Visibility, atomicity and orderliness

The CPU, memory, and I/O device core contradiction is the speed difference between these three. The solution

  1. The CPU added a cache to balance the speed difference with memory.
  2. The operating system added processes and threads to time-share multiplexing CPU, and then balance the speed difference between CPU and I/O device;
  3. The compiler optimizes the order of instruction execution so that the cache can be used more efficiently.

Visibility issues caused by caching

Changes made by one thread to a shared variable that another thread can see immediately are called visibility.

Single-core:Multi-core:

Atomicity issues with thread switching

The operating system allows a process to execute for a short period of time, such as 50 milliseconds, after which the operating system selects another process to execute (we call it “task switching”). This 50 milliseconds is called“Time slice”.A statement in a high-level language usually requires more than one CPU instruction, such as count += 1, which requires at least three CPU instructions.

  • Instruction 1: First, we need to load the variable count from memory into the CPU register;
  • Instruction 2: After that, the +1 operation is performed in the register;
  • Instruction 3: Finally, write the result to memory (the caching mechanism makes it possible to write to the CPU cache instead of memory).

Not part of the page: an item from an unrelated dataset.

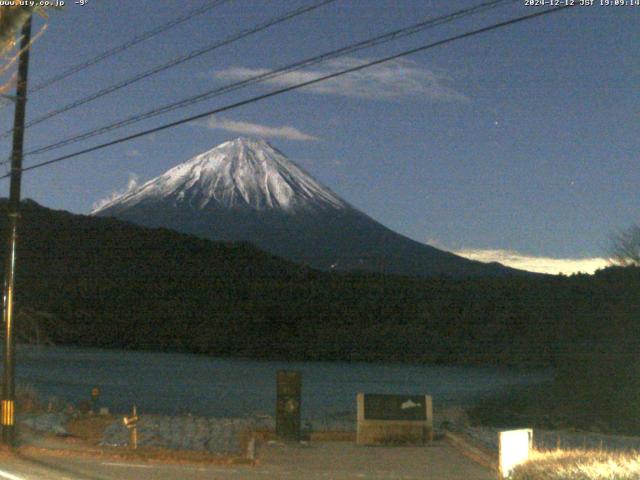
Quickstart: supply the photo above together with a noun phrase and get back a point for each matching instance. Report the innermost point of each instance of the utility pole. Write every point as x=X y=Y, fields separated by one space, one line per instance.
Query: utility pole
x=8 y=377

We call the ability for one or more operations to be executed by the CPU without being interruptedatomic.

Order problems with compiler optimization

Double check to create a singleton object.

public class Singleton {
  static Singleton instance;
  static Singleton getInstance(){
    if (instance == null) {
      synchronized(Singleton.class) {
        if (instance == null)
          instance = new Singleton();
        }
    }
    return instance;
  }
}
Copy the code

If two threads A and B call getInstance() at the same time, they both find instance == NULL and lock singleton.class. The JVM guarantees that only one thread will be able to lock singleton.class. The other thread will be in a wait state (let’s say thread B). Thread A will create A Singleton instance and release the lock. After the lock is released, thread B will wake up and try to lock again. At this point, the lock can be successfully added. Thread B will not create another Singleton instance since it has already created one.

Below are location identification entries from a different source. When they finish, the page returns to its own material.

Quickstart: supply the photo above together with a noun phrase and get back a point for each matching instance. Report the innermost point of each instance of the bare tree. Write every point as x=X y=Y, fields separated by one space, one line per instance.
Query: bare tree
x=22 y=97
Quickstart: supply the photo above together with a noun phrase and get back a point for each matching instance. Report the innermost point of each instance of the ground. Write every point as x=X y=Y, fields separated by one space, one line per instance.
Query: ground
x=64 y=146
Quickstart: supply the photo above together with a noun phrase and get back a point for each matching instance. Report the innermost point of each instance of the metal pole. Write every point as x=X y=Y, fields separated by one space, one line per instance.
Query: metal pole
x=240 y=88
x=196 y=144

This all looks perfect and impeccable, but the getInstance() method isn’t. What’s the problem? On the new operation, we think the new operation should be:

  1. Allocate a block of memory M;
  2. Initialize the Singleton object on memory M;
  3. M’s address is then assigned to the instance variable.

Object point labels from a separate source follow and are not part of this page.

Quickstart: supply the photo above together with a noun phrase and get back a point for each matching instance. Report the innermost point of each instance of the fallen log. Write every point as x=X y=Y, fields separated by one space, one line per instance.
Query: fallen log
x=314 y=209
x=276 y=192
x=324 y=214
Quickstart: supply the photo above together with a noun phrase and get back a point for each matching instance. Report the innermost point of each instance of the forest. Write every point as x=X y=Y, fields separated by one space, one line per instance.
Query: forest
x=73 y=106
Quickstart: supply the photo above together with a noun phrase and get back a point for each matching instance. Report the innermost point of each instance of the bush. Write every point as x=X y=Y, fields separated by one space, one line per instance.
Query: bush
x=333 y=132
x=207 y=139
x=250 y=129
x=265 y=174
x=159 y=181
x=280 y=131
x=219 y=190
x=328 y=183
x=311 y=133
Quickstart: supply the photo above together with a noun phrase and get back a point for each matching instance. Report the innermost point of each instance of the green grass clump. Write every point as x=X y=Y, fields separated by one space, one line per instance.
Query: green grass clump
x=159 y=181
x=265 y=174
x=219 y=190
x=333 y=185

But the actual optimized execution path looks like this:

  1. Allocate a block of memory M;
  2. Assign M’s address to the instance variable;
  3. Finally, the Singleton object is initialized on memory M.

What problems do optimizations cause? Let’s assume that thread A executes the getInstance() method first, and when instruction 2 is finished, A thread switch happens, switching to thread B; If thread B also executes the getInstance() method, then thread B will find instance! = null, so instance is returned directly, and the instance is not initialized. If we call the member variable of instance, we may raise the null-pointer exception.

Java memory model

What is the Java Memory model?

The Java Memory model specifies how the JVM provides ways to disable caching and compilation optimizations on demand. Specifically, these methods include the keywords volatile, synchronized, and final, as well as six happens-before rules.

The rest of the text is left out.